Il film ripercorre le storie di due atlete, le runner trans Amanda Reiter e Annet Negesa, in un mix di documenti, finzione e filmati d’archivio, alla ricerca del potenziale queer-femminista nelle discipline olimpiche, in particolare nella corsa, partendo dall’intreccio tra storia e attualità, tra documenti d’epoca e urgenze contemporanee. Le immagini delle riprese risalenti alle performance olimpiche di Lina Radke (prima vincitrice in assoluto della medaglia d’oro negli 800 metri piani nel 1928 e pioniera di questa distanza che però fu subito bandita alle donne per essere poi riaperta solo nel 1960) e di Stella Walsh (campionessa olimpica dei 100 metri piani a Los Angeles nel 1932 che solo nel 1980 si scoprì essere nata con caratteristiche genetiche di entrambi i sessi) mostrano la forza e la determinazione di quelle atlete, il loro sudore come la loro fatica, i loro gesti ginnici alla ricerca del primato davvero sembrano senza tempo e fuoriescono dallo schermo per venirci incontro e invaderci dentro.

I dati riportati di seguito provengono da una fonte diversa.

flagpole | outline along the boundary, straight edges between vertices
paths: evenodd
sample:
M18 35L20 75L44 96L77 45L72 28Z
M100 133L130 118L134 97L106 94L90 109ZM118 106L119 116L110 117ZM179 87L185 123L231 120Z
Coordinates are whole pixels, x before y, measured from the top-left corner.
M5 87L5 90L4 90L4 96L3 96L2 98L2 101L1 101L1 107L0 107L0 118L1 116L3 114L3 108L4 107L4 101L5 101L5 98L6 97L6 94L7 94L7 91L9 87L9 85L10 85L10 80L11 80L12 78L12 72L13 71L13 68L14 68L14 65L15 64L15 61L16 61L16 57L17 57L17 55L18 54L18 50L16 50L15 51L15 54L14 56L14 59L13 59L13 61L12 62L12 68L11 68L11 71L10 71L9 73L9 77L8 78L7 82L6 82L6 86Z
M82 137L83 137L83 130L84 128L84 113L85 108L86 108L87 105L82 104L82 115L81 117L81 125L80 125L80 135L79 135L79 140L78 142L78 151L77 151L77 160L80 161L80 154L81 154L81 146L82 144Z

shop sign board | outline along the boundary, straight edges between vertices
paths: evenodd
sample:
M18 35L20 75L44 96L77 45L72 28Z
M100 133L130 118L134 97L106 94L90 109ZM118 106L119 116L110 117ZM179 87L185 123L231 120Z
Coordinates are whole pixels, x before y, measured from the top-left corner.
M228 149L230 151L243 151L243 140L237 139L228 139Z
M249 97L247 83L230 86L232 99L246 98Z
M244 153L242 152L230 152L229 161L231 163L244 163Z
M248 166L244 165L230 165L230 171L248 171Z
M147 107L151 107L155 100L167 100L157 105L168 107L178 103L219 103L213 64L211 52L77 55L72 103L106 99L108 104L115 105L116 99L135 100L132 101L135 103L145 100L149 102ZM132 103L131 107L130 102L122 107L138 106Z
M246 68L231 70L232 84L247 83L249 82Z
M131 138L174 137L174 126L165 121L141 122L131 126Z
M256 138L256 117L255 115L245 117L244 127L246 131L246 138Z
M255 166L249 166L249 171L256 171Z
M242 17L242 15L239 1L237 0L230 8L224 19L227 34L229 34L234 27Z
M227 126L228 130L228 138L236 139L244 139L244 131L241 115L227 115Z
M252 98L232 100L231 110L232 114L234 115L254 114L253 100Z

Il film mette al centro l’aspirazione a condividere un mondo non sorretto più da categorie di genere stereotipate. “La copertura mediatica – afferma la regista – sta diventando sempre più grande e così tante persone guardano la “Coppa del mondo di calcio femminile”, ma queste organizzazioni sono ancora gestite da uomini. Forse anche questo cambierà in futuro. Molti documentari si concentrano sul dolore, e per me sarebbe molto strano continuare su questa strada. Non voglio scoraggiare le persone o farle piangere di nuovo. Volevo dimostrare che siamo tutti pronti per iniziare qualcosa di nuovo”. 

Di persone in cerca di una nuova vita parla anche Io Capitano il film in concorso di Matteo Garrone (GUARDA IL TRAILER) che può essere anche definito un romanzo di formazione al presente. Protagonisti sono coloro che percorrono la rotta del Mediterraneo, e partono dai loro paesi in cerca di un’altra vita da qualche parte nell’Europa per finire molto spesso in fondo al mare. E se sopravvivono subiscono comunque brutalità di ogni tipo, botte, torture, ricatti, richieste di soldi, stupri, diventano schiavi, sono venduti, uccisi. È quanto la cronaca riporta ogni giorno, persino col rischio di produrre una sorta di «assuefazione», quasi che tutto questo sia il risultato ineluttabile della nostra epoca, e tale riduzione a numeri o statistiche in cui si perdono i singoli vissuti delle persone sembra persino d’aiuto alla politica più reazionaria dei respingimenti e della paura. Garrone nel confrontarsi con questa materia fa una scelta contraria a quella del film «a tema» mettendo al centro della sua storia due adolescenti che non sono «vittime», non hanno cioè quella «giustificazione» per andare via da guerre, persecuzioni, economie traballanti ma seguono l’impulso incosciente di avventura e curiosità verso il mondo della loro età.